No hace falta ser un gran cinéfilo para detectar -aunque sea a vuelo de pájaro- las múltiples referencias que La La Land evoca incluso desde su campaña publicitaria. Algo similar ocurrió años atrás con El artista (2011) de Michel Hazanavicius, que pretendía llevar a cabo lo que a priori era un ejercicio alocado: una película muda, sin diálogos, con intertítulos y rodada totalmente en blanco y negro.
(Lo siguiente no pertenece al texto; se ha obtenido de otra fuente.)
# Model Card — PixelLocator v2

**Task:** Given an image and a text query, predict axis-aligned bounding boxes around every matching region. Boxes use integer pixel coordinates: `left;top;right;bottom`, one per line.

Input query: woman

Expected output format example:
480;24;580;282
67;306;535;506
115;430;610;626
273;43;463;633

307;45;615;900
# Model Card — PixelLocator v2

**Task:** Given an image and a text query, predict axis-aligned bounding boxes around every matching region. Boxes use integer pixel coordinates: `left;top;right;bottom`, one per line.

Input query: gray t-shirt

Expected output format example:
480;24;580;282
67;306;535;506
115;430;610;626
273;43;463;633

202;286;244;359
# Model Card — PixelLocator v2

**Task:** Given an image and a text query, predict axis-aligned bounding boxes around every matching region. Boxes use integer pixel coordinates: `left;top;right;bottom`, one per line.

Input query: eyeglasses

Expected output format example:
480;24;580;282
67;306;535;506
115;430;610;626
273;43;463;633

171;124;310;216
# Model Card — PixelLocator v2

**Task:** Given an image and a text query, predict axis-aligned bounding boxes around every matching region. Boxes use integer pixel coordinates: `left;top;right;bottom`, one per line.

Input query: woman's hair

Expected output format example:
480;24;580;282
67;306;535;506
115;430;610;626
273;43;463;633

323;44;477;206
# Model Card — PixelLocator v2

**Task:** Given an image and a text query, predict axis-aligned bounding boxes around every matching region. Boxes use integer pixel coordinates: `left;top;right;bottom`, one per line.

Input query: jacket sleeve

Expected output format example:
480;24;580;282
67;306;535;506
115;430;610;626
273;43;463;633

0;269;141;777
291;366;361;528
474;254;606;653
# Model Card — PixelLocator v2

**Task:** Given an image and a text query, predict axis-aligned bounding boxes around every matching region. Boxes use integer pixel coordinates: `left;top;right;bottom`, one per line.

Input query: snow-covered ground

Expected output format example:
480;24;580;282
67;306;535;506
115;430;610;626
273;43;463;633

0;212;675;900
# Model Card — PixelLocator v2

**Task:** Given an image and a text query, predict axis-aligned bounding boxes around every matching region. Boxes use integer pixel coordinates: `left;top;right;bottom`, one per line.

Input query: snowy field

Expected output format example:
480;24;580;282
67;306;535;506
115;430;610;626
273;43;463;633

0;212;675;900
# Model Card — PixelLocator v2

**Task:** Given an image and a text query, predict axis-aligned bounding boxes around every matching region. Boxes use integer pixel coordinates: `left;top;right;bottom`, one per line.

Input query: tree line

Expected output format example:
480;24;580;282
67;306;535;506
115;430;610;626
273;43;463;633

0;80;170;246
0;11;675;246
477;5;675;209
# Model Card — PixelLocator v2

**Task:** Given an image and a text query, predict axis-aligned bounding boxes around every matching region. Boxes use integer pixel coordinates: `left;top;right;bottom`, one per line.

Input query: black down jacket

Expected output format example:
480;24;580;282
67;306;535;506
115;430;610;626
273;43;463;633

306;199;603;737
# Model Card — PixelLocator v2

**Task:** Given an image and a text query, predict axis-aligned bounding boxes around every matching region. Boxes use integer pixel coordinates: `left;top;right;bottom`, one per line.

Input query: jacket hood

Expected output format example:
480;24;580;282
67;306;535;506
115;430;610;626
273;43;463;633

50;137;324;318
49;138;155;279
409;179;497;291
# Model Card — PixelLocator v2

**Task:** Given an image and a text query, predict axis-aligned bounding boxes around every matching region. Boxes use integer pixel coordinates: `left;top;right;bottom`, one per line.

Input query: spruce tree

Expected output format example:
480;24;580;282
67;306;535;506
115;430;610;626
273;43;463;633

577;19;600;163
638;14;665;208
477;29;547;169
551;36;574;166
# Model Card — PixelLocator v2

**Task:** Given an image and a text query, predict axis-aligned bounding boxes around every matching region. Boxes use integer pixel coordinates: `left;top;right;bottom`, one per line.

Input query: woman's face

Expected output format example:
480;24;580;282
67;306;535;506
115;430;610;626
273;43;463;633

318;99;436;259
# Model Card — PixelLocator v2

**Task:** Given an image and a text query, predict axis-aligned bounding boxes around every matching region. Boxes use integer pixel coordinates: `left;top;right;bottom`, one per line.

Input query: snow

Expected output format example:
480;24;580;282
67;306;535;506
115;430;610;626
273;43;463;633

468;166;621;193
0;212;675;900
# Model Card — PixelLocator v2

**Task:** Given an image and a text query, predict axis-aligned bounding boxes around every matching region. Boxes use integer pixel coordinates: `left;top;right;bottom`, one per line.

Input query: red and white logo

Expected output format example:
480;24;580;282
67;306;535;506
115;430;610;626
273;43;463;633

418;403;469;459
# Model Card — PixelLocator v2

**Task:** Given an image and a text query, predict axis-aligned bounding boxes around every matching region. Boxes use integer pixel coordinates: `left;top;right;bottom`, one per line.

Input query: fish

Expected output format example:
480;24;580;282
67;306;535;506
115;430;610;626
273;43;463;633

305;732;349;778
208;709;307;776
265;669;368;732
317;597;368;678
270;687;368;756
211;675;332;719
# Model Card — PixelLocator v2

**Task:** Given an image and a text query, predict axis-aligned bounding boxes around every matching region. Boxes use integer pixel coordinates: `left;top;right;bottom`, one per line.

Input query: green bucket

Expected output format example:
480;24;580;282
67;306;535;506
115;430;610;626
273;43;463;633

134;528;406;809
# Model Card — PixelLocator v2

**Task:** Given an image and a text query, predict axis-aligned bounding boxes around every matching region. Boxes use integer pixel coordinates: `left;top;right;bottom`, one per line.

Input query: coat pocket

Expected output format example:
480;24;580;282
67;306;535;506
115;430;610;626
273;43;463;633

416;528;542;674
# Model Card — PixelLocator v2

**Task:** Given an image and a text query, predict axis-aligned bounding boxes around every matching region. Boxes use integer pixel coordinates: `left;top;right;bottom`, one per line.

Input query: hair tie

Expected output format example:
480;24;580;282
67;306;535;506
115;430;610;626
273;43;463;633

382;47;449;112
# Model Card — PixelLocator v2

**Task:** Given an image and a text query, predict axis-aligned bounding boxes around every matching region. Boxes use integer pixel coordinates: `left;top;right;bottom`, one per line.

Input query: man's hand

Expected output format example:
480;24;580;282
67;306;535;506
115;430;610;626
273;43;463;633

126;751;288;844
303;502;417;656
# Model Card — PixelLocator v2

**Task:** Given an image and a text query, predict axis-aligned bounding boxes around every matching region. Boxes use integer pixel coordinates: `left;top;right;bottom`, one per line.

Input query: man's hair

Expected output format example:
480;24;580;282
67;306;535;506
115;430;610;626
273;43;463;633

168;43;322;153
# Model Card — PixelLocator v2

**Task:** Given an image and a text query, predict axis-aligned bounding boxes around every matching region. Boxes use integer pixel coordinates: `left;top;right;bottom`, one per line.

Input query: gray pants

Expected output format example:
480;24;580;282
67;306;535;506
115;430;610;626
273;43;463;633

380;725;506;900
Algo que de alguna manera pretendía rendir homenaje a la época dorada del cine mudo, emulando -por supuesto- las especificidades técnicas, y tomando como excusa una historia bobalicona que narraba las desventuras de un actor famoso en el cine mudo, que encontraba su perdición (económica) con la llegada del cine sonoro (¿no les recuerda algo?).
Allí la fábula torpe-simplona-cursi-plagada-de-lugares-comunes era un travestismo para lucir las ropas de un cine que supo tener autores de la talla de Fritz Lang, Friedrich Murnau, Carl Dreyer, Alfred Hitchcock, Charles Chaplin y Buster Keaton. Autores de cine, todos ellos muy lejos de las boberías que presentaba El Artista, con un actor pusilánime que hacía macacadas con su rostro y lucía las piruetas de su coqueto y diminuto terrier.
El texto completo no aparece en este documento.